Erica Mildner, Université de la Colombie-Britannique
Beaucoup d’entre nous ont eu la malchance de travailler sur un lieu de travail toxique. Nous avons fait l’expérience de commentaires dévalorisants de la part d’un superviseur, d’agressions verbales, de surveillance et parfois même de menaces physiques ou d’intimidation. Mais que se passerait-il si ces comportements étaient traités aussi sérieusement que les autres formes d’inconduite au travail ?
Au Canada, l’accent mis sur le droit des travailleurs à un lieu de travail sûr et sain dans le sillage de la démission de l’ancienne gouverneure générale Julie Payette offre une rare occasion d’élargir la définition du harcèlement au travail et de demander des comptes aux patrons toxiques – tout comme les agresseurs sexuels en série ont été démasqués et tenus responsables au cours du mouvement #MoiAussi.

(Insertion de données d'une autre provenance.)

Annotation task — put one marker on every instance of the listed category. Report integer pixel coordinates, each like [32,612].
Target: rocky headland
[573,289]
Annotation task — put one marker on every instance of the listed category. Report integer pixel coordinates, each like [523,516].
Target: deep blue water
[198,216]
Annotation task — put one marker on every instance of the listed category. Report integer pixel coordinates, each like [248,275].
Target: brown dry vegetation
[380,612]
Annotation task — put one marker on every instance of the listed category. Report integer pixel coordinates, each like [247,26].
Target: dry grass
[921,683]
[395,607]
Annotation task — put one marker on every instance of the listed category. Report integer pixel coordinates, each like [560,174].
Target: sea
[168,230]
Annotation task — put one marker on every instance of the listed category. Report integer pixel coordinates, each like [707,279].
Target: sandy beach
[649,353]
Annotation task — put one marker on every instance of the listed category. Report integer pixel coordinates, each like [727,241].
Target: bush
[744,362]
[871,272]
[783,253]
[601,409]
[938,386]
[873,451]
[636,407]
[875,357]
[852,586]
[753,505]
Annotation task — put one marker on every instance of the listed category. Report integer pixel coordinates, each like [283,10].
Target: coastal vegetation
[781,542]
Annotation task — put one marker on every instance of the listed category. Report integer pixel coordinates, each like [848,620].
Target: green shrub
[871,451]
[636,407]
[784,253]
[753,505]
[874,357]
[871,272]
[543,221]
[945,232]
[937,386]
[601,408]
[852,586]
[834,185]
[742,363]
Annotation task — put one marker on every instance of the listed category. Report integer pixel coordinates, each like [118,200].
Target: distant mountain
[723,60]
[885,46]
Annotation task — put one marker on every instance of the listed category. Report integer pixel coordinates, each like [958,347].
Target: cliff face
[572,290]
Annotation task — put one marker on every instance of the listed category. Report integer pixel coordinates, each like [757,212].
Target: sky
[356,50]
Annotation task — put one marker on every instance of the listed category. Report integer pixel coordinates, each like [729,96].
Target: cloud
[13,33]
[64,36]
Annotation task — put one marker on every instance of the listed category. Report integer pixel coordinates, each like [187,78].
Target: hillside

C’est un moment particulièrement opportun pour le faire, étant donné que de nombreux employés pourraient bientôt reprendre le chemin du bureau en raison des efforts de vaccination contre le COVID-19.
Payette a démissionné en janvier après qu’une enquête indépendante ait révélé des allégations généralisées de harcèlement à Rideau Hall. L’enquête a fait état de rapports d’intimidation physique et d’humiliation publique, ce qui a conduit certains employés à prendre un congé médical ou à démissionner.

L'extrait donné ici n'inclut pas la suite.